7 thoughts on “Truckin’ My Blues Away

  1. Seems to me if these yoyos really wanted to cause hazmat havoc they would be better off skipping the expensive licensing and whatnot. Why bother with all that when you’re just planning to indiscriminately kill people anyway? I mean it isn’t as if would-be jihadis would have any compunctions about putting a bullet through the head of a licensed driver and seizing his cargo and rolling on their merry way. They need only a minimal knowledge of how to keep the truck going long enough to reach their target. As your commenter says, it would just be a feel-good piece of regulation, not a hurdle to the average jihadi.

  2. Well, your (and your quote’s) example have one major supposition. That the RIFs buy (or pay to obtain stolen) the hazardous materials.
    How about a legally licensed CDL holder drives off with his employer’s load of haz-mat materials and head off to claim his 72 virgins. No alert would be given until the load was missed at the other end, and as has been stated here, the placards alerting the public (and the various DOT and LEOs) could be removed after obtaining the “free” load.
    And the employer would be sued and pilloried for “racially profiling” if they made any attempt to limit their liability by denying any Muslim a position driving such. (Hint, if many RIFs have ulterior motives and are willing to drive such loads more cheaply then somebody else just trying to feed their families, then they will shortly be driving the bulk of the hazmat moved and could pick and choose for the most hazardous ones for an attack).
    (satire)
    Just because Mohammed prays 5 times daily and ends each prayer with screeches of “Death to America” is no legitimate reason to deny such an upstanding person the job of hauling materials that could be used in a manner to cause injury (or megadeaths) upon the public at large.
    (/satire)

  3. Baron

    Think of what a terrorist could do with a misslabled hazmat truck. The emergency people use the wrong chemical to dowse the fire. Like you said us network admins can be paranoid.

    Off subject – David Duff of Duff and Nonsense in addition to being English is certainly a different read.

    You will love this post: Germany calling!

  4. My Dear Ba-ron and Madame Bodissey,
    I feel it only fair to point out to you and your readers that the eclectically meandering Hank is actually my agent and any recommendation should be taken with a hazardous lorry load of salt!

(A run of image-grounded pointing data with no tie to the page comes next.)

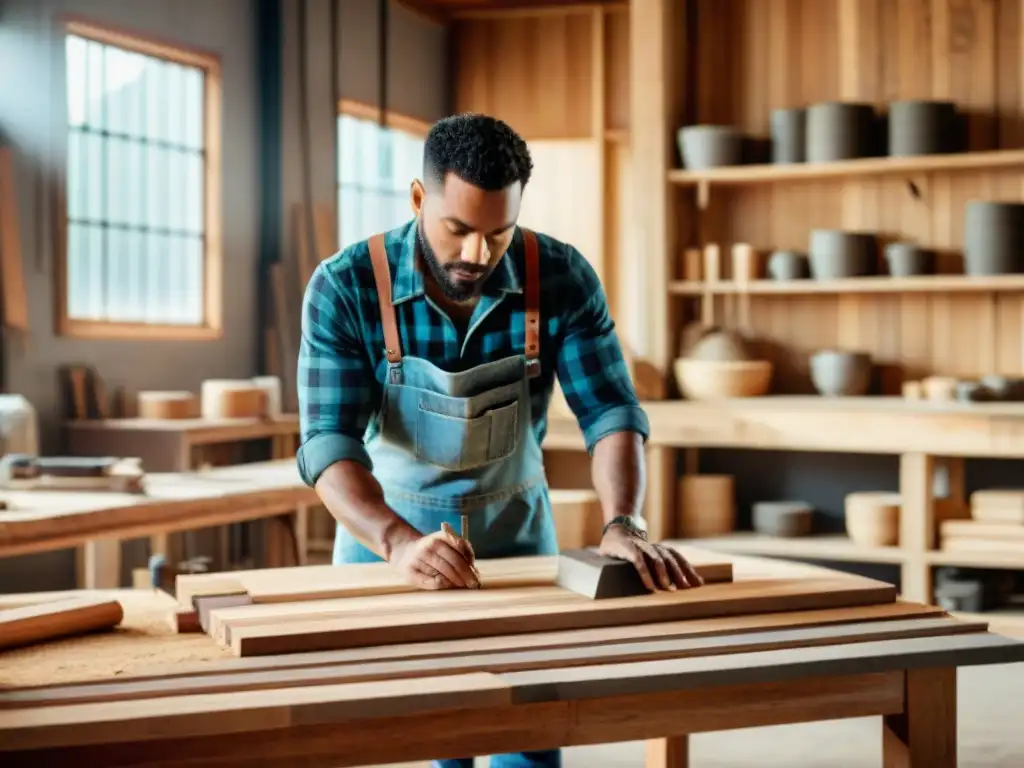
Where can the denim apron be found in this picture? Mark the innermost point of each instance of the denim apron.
(448, 443)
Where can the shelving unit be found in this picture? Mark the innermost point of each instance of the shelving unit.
(929, 284)
(782, 54)
(847, 169)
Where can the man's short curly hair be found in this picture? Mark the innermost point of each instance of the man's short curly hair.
(481, 151)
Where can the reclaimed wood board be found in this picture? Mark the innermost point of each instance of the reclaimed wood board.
(771, 666)
(492, 695)
(591, 638)
(194, 716)
(513, 660)
(57, 619)
(383, 620)
(327, 582)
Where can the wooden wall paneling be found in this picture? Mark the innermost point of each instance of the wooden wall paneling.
(532, 72)
(878, 51)
(616, 57)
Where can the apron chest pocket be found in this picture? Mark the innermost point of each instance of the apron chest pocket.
(458, 443)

    Talking of which, I remember a cartoon, in the Spectator, I think, showing two over-turned lorries, one of which had spilled its load of Rice Crispies (“Snap! Crackle! Pop!”) over the road, the other was a milk tanker whose contents were running down the road towards the Rice Crispies. Various fire-fighters were to be seen running away as fast as possible with their hands over their ears!

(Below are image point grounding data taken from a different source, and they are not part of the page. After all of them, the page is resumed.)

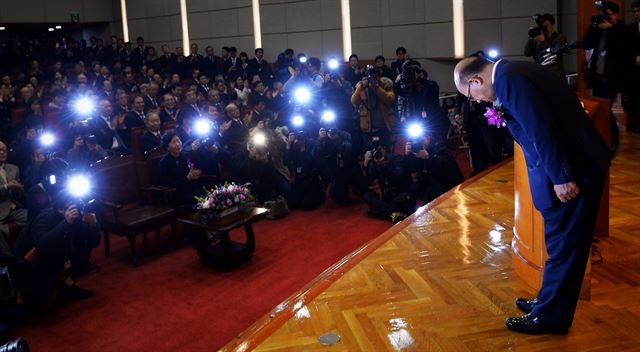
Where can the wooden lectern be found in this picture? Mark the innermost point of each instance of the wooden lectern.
(529, 251)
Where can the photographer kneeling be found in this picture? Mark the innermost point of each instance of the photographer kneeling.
(394, 200)
(436, 169)
(50, 247)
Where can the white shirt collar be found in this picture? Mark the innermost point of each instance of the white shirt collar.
(493, 72)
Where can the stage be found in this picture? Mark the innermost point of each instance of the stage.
(443, 280)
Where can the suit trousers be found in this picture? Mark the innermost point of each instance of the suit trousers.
(568, 234)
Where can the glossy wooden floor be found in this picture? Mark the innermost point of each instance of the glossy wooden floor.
(443, 281)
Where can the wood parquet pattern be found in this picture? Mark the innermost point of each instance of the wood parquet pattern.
(445, 282)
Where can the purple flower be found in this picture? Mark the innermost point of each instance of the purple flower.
(494, 117)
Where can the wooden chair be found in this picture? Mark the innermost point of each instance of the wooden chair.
(124, 212)
(136, 134)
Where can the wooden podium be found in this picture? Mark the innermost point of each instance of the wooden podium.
(529, 251)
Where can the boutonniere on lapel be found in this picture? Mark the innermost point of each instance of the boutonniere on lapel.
(495, 116)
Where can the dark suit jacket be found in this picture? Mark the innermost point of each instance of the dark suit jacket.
(187, 111)
(261, 68)
(559, 141)
(103, 133)
(148, 141)
(210, 66)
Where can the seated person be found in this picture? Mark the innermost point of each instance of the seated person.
(394, 200)
(152, 137)
(177, 171)
(306, 189)
(31, 174)
(436, 169)
(12, 216)
(39, 196)
(78, 155)
(46, 255)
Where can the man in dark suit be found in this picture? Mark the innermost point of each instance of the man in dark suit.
(152, 137)
(210, 63)
(190, 107)
(567, 161)
(133, 119)
(259, 66)
(633, 93)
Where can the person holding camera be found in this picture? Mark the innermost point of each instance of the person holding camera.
(393, 199)
(544, 37)
(12, 215)
(374, 98)
(607, 39)
(435, 168)
(307, 192)
(339, 164)
(50, 248)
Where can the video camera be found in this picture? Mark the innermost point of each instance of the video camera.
(410, 69)
(602, 16)
(539, 28)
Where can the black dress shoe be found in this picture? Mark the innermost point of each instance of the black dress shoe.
(527, 324)
(526, 305)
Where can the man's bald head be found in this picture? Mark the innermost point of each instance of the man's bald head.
(472, 77)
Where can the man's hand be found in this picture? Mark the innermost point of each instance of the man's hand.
(71, 214)
(90, 219)
(14, 185)
(367, 158)
(566, 191)
(605, 25)
(194, 174)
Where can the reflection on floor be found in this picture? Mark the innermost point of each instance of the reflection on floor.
(443, 281)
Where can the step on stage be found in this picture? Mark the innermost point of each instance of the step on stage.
(443, 280)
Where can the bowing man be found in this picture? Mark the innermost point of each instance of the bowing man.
(567, 161)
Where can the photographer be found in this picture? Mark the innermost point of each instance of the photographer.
(607, 39)
(51, 247)
(633, 93)
(303, 164)
(436, 169)
(339, 164)
(374, 98)
(394, 200)
(421, 100)
(543, 37)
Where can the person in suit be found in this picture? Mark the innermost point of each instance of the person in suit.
(133, 119)
(259, 66)
(567, 161)
(190, 107)
(633, 93)
(607, 67)
(152, 137)
(103, 128)
(12, 216)
(234, 132)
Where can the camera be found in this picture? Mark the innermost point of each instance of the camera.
(602, 16)
(17, 345)
(410, 69)
(539, 28)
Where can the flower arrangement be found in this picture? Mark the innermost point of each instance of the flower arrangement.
(495, 117)
(223, 197)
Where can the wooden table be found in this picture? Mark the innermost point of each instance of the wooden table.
(213, 244)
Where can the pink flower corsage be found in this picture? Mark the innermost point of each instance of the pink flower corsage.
(495, 117)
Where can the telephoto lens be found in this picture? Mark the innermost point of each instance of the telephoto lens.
(17, 345)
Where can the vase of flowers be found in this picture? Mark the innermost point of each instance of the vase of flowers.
(224, 200)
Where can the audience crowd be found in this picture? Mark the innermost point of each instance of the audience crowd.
(296, 130)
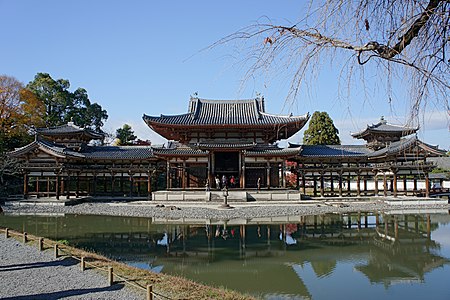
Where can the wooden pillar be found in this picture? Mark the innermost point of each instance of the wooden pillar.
(394, 183)
(365, 184)
(94, 184)
(113, 181)
(405, 185)
(314, 185)
(37, 186)
(303, 183)
(63, 188)
(48, 186)
(332, 183)
(349, 188)
(68, 186)
(57, 186)
(243, 174)
(149, 185)
(131, 184)
(168, 179)
(375, 181)
(396, 228)
(25, 185)
(322, 185)
(77, 192)
(183, 176)
(121, 183)
(358, 183)
(105, 189)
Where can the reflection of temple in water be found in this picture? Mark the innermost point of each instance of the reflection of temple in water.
(258, 254)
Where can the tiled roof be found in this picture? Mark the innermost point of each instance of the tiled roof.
(89, 152)
(69, 128)
(395, 147)
(226, 112)
(58, 150)
(118, 152)
(179, 149)
(272, 150)
(334, 150)
(384, 127)
(225, 145)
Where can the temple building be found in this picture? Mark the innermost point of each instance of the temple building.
(224, 142)
(227, 140)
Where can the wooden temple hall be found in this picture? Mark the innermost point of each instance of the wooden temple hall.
(224, 142)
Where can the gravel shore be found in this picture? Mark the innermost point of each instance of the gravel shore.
(208, 210)
(27, 273)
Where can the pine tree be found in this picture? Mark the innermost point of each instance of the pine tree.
(321, 131)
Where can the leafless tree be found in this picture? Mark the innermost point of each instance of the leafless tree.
(399, 39)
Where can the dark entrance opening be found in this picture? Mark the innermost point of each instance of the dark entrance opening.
(227, 164)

    (Oh well, you need to have been there, I suppose!)

  5. Our “leaders” all responded in similar fashion after 9/11 – outlawing flying, then easing restrictions, but keeping them against . . . small airplanes? Meanwhile the tractor-trailers kept barreling along the USA roadways.

    Now, which would be more harmful, packed with explosives? The single-engine airplane (which the Feds wanted restricted, dammit, right now!) or the tractor-trailer? I know the answer the Feds came up with, which is why this idea is just as silly.

    Let’s worry about our borders. Not our carriers.

  6. Never be afraid to discuss a potential method for a terrorist attack. If we don’t discuss it, we won’t be aware of it, won’t think about it, and as such would not be able to protect against it. Knowledge is power.

  7. L.M. is perhaps upset because his ox is being gored.

    I believe that GoV readers understand that a position as a Hazmat licensced driver is an excellent spot from which to learn how the industry works, properties of various Hazmats and how best to acquire some dangerous Hazmats.